So many individuals and institutions have contributed to this book that I cannot name them all. Joseph Dane has always been a source of knowledge and a stimulating, thoughtful reader of just about everything I have written. Brian Stock has long guided my sense of historical inquiry. Conversations with Timothy Hampton helped me formulate the shape of this book, while R. Howard Bloch, John Ganim, Anthony Grafton, Nicholas Howe, and David Wallace have, at various times, helped me see the implications of its claims. Specific contributions to my work were also made by Brett Bourbon, Hans-Ulrich Gumbrecht, Nicholas Jenkins, Gavin Jones, Coppélia Kahn, Herbert Lindenberger, Stephen Orgel, Marjorie Perloff, Jennifer Summit, Roland Greene, and Alex Woloch.
Portions of this book were read at Berkeley, Brown, Columbia, Fordham, the Huntington Library, California State University at Long Beach, the University of Miami, the University of Oregon, the University of California at Santa Cruz, Stanford, the University of Texas, the University of Toronto, Vanderbilt University, Yale, York University, and at meetings of the Modern Language Association of America.
Present and former students who have helped with this material include Dorsey Armstrong, Bradin Cormack, Karen Gross, Ryan Johnson, Meg Worley, and especially Deanne Williams.
Stanford University funded several leaves of absence and hosted a conference on Erich Auerbach in 1992, out of which my work on Mimesis and émigré philology developed.
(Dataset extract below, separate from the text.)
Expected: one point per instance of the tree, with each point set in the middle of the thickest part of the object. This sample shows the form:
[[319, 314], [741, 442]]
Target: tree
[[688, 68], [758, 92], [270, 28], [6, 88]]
A fellowship year at the Stanford Humanities Center (2000–2001) and a summer fellowship at the Huntington Library (2001) enabled me to finish the book. I also thank the staffs at the British Library, the Bodleian Library, the Cambridge University Library, the Library at Trinity College, Cambridge, and the libraries at Berkeley, Princeton, and Stanford.
I am also grateful to David Kastan and James Shapiro for sponsoring a visit to Columbia and for putting me in contact with Jennifer Crewe of Columbia University Press, who generously welcomed this book for publication and who has proven to be an insightful and patient editor.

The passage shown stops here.